Managing risk of investment ROI

Managing risk associated with interest expense on debt is a regular exercise for treasurers. With markets moving constantly, the ability to make well-reasoned decisions in short order is critical for all companies. Many companies want to know how they can quantify risk, assess it, and account for it when reporting such risk. Chatham is ready to help answer these key questions.

How Chatham helps reduce interest rate risk

Knowledge and Know-How: Chatham is in the markets every day, which significantly helps level the playing field with counterparties who have armies of PhD’s and traders focused on generating profits in these markets. We partner with clients to understand their business objectives and ensure the optimal structure and lowest transaction fees. We also guide companies through nuanced complexities and numerous regulatory requirements.

Risk Assessment and Analysis: Chatham hedging services range from utilizing Monte Carlo simulations to aide hedging decisions, breakage analysis, negotiating ISDA agreements, meeting regulatory requirements and obtaining fair market terms. We also help determine the most appropriate structure that aligns with your economic and reporting goals to best quantify and assess their risk.

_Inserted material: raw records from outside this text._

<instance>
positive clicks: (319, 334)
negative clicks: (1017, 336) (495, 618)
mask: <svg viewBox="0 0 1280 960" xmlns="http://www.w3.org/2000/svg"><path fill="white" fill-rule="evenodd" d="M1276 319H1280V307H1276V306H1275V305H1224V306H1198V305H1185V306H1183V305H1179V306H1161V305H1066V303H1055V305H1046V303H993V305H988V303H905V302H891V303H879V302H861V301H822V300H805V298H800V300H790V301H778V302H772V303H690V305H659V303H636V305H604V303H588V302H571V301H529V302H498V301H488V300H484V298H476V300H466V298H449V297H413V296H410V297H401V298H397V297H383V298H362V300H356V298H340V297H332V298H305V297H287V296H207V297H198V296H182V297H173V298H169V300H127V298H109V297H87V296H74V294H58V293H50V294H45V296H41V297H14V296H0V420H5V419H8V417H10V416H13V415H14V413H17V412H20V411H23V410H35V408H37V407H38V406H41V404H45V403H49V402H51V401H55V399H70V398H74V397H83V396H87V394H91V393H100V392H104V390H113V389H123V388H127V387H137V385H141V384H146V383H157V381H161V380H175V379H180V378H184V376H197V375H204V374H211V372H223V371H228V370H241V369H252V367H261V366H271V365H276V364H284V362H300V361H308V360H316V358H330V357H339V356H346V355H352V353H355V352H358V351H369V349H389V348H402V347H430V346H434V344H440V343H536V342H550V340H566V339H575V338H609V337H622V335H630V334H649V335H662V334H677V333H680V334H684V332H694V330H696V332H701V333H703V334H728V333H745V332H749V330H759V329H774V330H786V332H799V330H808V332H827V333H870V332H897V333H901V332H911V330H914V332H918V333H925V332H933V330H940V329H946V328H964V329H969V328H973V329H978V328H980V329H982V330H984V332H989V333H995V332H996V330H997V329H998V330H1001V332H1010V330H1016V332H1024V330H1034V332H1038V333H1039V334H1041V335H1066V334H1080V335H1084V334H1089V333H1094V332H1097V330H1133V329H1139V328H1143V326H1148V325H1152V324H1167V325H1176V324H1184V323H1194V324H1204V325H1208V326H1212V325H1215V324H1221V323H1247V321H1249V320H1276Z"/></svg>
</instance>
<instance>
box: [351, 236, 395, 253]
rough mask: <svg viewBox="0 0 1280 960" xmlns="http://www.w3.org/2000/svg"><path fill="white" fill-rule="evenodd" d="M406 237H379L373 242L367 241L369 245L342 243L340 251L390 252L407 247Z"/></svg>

Hedge Accounting Treatment: Hedge accounting treatment is not an afterthought for Chatham. Our deep expertise in the standards under ASC 815 (formerly FAS 133) and IAS 39, delivers optimal economic hedging structures plus the most appropriate and favorable accounting treatments, using processes and methodologies respected by auditors and regulators alike.

Comprehensive and Competitive Execution Process: We ensure that credit terms and counterparties are arranged, documentation is successfully negotiated and each transaction is efficiently and effectively executed, whether through competitive auction or negotiation.